Bahamian-Haitian Relation's Cordial
By Gladstone Thurston
Bahamas Information Services
01/February/2004
Kingston, Jamaica - Relations between the Bahamas and Haiti remains very cordial, Ambassador Dr Eugene Neury said.
He insisted there were no anti-Bahamas or Caricom demonstration outside the Bahamas' embassy following last week's meeting with Haitian President Jean-Bertrand Aristide in Haiti.
Dr Neury also denied reports that Haitians were unhappy that the Bahamas and Caricom were "interfering" in their internal political affairs.
"On the contrary", said Dr Neury, "the average Haitian is happy that people care enough for them to (mediate a settlement to the political impasse that has threatened to send Haiti into civil war)."
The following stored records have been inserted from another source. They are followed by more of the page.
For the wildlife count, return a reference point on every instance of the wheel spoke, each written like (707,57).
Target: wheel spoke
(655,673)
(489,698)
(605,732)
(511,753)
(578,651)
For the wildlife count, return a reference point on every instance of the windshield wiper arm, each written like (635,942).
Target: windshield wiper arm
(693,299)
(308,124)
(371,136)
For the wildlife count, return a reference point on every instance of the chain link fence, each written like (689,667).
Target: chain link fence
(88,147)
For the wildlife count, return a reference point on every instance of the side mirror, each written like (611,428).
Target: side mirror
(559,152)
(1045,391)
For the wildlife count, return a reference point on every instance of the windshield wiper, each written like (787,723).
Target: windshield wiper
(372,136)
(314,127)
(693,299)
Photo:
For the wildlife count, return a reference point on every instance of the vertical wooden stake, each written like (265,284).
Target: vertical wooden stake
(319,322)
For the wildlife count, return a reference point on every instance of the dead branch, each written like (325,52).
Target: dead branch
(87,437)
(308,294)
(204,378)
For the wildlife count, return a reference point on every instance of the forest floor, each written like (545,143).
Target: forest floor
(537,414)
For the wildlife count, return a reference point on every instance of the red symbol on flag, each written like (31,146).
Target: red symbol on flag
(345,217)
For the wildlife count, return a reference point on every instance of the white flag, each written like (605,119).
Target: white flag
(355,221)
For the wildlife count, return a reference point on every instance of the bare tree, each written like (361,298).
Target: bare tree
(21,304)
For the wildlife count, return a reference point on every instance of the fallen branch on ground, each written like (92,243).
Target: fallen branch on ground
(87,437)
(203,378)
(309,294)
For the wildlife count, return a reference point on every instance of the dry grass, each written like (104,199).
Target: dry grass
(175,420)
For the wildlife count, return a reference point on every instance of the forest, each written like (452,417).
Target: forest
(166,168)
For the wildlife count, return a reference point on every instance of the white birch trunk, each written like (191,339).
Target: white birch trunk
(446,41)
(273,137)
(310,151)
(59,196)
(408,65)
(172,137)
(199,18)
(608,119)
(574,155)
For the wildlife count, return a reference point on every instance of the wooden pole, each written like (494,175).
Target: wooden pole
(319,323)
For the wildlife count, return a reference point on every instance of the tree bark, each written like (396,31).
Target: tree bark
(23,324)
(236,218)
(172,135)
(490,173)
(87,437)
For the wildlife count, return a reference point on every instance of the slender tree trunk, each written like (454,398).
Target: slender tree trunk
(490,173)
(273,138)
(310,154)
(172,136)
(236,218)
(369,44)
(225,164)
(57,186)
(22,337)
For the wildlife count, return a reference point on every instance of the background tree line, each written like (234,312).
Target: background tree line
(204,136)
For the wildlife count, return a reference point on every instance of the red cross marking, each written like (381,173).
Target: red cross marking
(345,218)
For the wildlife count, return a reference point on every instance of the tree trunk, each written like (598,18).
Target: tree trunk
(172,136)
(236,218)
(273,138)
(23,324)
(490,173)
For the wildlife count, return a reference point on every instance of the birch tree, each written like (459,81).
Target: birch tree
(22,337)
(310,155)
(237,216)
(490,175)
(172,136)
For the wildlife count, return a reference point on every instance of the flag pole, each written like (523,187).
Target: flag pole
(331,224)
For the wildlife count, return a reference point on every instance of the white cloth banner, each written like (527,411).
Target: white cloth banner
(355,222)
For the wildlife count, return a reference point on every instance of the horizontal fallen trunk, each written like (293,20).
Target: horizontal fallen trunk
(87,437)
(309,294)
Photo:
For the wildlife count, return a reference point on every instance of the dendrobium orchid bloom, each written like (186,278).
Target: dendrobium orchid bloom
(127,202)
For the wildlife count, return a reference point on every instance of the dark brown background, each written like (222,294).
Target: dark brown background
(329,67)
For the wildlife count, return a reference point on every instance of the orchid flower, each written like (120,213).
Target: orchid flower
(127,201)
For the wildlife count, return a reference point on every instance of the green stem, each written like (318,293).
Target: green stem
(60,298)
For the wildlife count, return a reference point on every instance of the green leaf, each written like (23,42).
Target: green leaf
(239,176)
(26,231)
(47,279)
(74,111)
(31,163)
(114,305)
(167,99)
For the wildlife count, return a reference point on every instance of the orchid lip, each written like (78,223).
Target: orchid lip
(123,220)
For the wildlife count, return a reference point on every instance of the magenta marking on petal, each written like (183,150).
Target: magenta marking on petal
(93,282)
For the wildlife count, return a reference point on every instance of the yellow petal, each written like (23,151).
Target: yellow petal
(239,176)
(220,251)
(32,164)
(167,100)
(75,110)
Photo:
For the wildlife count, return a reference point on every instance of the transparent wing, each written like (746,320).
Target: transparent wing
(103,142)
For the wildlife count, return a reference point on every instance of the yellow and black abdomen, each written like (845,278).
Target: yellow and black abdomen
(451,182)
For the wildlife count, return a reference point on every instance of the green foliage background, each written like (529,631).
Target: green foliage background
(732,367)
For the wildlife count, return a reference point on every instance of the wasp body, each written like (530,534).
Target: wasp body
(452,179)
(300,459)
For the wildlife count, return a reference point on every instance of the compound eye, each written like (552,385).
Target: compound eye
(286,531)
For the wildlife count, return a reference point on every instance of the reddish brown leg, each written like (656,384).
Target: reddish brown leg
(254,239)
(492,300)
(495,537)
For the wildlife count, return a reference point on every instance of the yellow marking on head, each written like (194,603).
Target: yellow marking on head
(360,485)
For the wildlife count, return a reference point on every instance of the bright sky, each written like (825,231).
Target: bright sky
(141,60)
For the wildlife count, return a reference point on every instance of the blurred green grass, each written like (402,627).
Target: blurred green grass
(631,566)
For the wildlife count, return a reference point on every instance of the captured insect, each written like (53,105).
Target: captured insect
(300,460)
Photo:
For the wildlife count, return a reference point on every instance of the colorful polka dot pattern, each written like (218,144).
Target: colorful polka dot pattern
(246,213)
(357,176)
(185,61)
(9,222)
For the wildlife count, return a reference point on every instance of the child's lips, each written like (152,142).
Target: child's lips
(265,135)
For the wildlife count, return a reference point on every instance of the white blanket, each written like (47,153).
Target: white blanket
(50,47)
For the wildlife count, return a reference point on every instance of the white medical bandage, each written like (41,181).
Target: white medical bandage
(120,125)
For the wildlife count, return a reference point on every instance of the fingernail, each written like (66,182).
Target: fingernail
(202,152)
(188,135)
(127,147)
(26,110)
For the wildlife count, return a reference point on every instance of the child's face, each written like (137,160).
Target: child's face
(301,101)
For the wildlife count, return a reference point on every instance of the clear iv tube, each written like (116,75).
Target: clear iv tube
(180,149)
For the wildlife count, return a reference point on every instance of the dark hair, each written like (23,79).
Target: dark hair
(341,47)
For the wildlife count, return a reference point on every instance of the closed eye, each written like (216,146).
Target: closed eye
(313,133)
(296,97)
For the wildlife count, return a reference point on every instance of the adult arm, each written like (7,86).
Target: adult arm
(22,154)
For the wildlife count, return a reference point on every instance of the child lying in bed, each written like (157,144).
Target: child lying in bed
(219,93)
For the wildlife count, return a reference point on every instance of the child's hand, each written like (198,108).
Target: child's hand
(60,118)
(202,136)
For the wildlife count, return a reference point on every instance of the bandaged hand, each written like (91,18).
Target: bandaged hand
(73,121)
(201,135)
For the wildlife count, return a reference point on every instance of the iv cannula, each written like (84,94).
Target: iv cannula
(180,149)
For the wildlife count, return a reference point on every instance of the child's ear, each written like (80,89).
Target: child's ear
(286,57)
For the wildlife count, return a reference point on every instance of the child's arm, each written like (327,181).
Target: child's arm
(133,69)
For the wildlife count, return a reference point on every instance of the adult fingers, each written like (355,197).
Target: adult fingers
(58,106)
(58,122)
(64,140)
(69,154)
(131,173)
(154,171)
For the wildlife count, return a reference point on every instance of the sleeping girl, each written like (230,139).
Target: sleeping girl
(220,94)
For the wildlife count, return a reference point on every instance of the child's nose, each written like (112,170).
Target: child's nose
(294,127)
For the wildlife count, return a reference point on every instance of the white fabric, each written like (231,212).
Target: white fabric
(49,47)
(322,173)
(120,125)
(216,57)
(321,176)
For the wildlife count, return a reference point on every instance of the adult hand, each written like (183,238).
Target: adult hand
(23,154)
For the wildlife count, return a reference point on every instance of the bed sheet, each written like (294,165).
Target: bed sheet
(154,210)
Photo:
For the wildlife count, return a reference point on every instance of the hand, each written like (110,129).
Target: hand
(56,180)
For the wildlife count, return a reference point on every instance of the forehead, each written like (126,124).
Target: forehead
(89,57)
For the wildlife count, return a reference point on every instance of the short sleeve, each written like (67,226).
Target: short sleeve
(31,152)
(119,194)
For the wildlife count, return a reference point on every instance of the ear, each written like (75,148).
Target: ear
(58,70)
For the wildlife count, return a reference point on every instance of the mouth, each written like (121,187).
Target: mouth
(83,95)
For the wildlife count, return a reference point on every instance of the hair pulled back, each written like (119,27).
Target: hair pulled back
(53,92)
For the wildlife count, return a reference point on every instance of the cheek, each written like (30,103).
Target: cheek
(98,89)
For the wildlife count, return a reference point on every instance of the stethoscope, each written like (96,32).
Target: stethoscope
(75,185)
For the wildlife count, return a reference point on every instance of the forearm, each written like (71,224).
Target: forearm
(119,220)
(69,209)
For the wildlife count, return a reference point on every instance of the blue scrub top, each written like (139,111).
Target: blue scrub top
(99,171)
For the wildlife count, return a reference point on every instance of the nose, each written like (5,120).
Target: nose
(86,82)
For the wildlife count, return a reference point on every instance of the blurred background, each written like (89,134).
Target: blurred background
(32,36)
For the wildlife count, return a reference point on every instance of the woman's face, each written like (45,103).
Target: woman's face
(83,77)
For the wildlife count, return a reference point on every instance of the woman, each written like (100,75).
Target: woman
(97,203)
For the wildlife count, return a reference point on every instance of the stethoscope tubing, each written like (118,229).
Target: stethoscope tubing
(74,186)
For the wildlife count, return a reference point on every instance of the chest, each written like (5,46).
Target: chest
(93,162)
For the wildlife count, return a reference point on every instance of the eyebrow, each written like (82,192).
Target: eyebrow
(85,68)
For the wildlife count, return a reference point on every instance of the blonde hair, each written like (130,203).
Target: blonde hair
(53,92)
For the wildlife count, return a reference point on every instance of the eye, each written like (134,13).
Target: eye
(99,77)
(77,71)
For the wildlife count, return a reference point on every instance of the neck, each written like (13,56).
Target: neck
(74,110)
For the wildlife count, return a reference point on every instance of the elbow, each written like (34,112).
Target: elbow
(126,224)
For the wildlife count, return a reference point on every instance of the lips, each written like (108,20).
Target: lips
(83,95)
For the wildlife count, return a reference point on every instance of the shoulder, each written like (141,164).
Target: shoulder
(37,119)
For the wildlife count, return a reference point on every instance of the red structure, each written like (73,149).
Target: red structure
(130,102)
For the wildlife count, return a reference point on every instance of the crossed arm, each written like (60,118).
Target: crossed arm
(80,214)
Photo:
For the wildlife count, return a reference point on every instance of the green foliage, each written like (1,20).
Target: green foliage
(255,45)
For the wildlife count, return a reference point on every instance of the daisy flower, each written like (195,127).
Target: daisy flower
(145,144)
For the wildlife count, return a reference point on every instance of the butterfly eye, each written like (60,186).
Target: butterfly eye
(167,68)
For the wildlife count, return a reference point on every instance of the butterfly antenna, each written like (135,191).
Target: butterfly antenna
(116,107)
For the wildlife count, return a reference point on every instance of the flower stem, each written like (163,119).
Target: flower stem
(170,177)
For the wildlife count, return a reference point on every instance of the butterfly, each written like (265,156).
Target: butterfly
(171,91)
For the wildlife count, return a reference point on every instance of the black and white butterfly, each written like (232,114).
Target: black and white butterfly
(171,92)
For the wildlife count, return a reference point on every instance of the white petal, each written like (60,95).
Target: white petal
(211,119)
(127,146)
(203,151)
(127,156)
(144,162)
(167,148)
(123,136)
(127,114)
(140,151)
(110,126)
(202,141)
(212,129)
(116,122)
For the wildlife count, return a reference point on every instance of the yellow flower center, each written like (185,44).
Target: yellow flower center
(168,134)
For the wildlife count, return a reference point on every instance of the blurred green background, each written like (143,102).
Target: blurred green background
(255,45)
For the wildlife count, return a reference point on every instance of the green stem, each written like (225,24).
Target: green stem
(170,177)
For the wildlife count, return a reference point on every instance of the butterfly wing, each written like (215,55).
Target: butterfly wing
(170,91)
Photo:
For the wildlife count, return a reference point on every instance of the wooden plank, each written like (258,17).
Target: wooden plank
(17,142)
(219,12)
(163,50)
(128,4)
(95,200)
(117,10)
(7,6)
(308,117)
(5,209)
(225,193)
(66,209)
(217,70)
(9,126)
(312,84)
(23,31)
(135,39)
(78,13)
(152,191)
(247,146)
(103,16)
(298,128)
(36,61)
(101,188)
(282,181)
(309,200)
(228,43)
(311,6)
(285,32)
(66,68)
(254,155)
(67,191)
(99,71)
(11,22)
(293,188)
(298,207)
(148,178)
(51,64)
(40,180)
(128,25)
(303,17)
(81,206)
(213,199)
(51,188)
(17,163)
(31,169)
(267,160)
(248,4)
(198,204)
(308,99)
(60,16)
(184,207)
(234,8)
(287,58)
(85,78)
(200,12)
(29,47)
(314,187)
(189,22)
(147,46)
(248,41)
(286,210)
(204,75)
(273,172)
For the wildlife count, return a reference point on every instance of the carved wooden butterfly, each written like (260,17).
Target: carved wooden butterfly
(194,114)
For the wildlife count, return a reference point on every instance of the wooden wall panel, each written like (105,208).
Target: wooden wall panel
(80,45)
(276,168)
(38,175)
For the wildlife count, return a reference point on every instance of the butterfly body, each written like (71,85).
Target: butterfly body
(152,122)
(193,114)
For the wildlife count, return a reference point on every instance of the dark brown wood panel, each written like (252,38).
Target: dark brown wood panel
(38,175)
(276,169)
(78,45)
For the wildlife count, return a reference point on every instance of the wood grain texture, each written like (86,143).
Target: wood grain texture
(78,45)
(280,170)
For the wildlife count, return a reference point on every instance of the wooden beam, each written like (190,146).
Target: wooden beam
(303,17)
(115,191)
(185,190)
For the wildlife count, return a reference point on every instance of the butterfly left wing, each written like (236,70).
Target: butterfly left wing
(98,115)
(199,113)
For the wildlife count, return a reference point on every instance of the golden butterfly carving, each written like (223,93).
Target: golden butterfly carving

Dr Neury was a member of Prime Minister Perry Christie's delegation to the third in a series of talks aimed at saving the fledgling Haitian democracy.
Also from the Bahamas were Foreign Affairs Minister Fred Mitchell, Education Minister and Attorney General Alfred Sears, Ministry of Foreign Affairs undersecretary Carlton Wright.
Five Caricom prime ministers, and representatives from the United States, Canada, the OAS, the European Commission, and the European Presidency hammered out a series of political reforms with President Aristide during their meeting at Jamaica House in Kingston on Saturday.
Dr Neury said Haitians "love the fact that people are paying attention to try to help them get out of this predicament. They feel that this is what neighbours do. A friend in need is a friend indeed."
Following the third meeting - the first in Nassau and the second in Haiti ¯ "there are good reasons to look with optimism to the future", said Dr Neury.
"If the president can achieve the things that he has committed himself to then I think the whole region, especially the Bahamas, will benefit."
Haitians admire the Bahamas as a successful neighbour "very much", he said
"The average Haitian does not want to come to the Bahamas", Dr Neury added. "That's a Bahamian perception. However, the Haitians would like for their country to be like the Bahamas in terms of the economic success.
"Most Haitians in Haiti have a very serious perception of the integration of their brothers and sisters in the Bahamas. The presence of Haitians in the Bahamas has economically helped the Haitian population back home.
"It is very much like when the people in the days of the project in the United States sent money back home to the Bahamas. Haitians send back literally hundreds of thousands if not millions of dollars from the Bahamas to Haiti every year.
"But that's earned money. It isn't as though they went there and took the money. So Haitians admire the Bahamas. It is wrong to think it any other way."
Dr Neury described Bahamians as "a very accommodating people. In percentage terms, the Bahamas probably more than any other country in the world has successfully integrated thousands of Haitians and their families without any bloodshed and without any violence."
Dr Neury said the gathering of thousands of Haitians on the park opposite the Bahamas' embassy in Haiti had nothing to do with any ill-will towards either the Bahamas or Caricom as was earlier reported.
"There was no confrontation", he insisted. "I was at the embassy."
He denied that his vehicle was jostled by the angry crowd.
"My car never stopped for one moment and in fact the leaders from the opposition groups opened the way for my car", said Dr Neury. "There was some misinterpretation of what people were seeing.
"It is insulting to suggest that the people from the opposition were not aware that the Bahamas' embassy including its gate is a foreign country and that to attack a foreign embassy is to attack the country which that embassy represents."
Except for Haiti, no other country stands to benefit more from these negotiations than the Bahamas. After three meeting Dr Neury was asked for a prognosis.
"This is the first time that any international group has been able, on such a sustained even short period of time, to achieve what has been achieved in the last two weeks, and the whole international community benefits from this."
But, unless the opposition in Haiti accepts the reforms including the release of political prisoners and police protection for opposition demonstrations, and compromise on its insistence that President Aristide steps down, then there will be no movement.
"You have to understand the Haitian mentality of bargaining", said Dr Neury. "Haitians are masters at bargaining."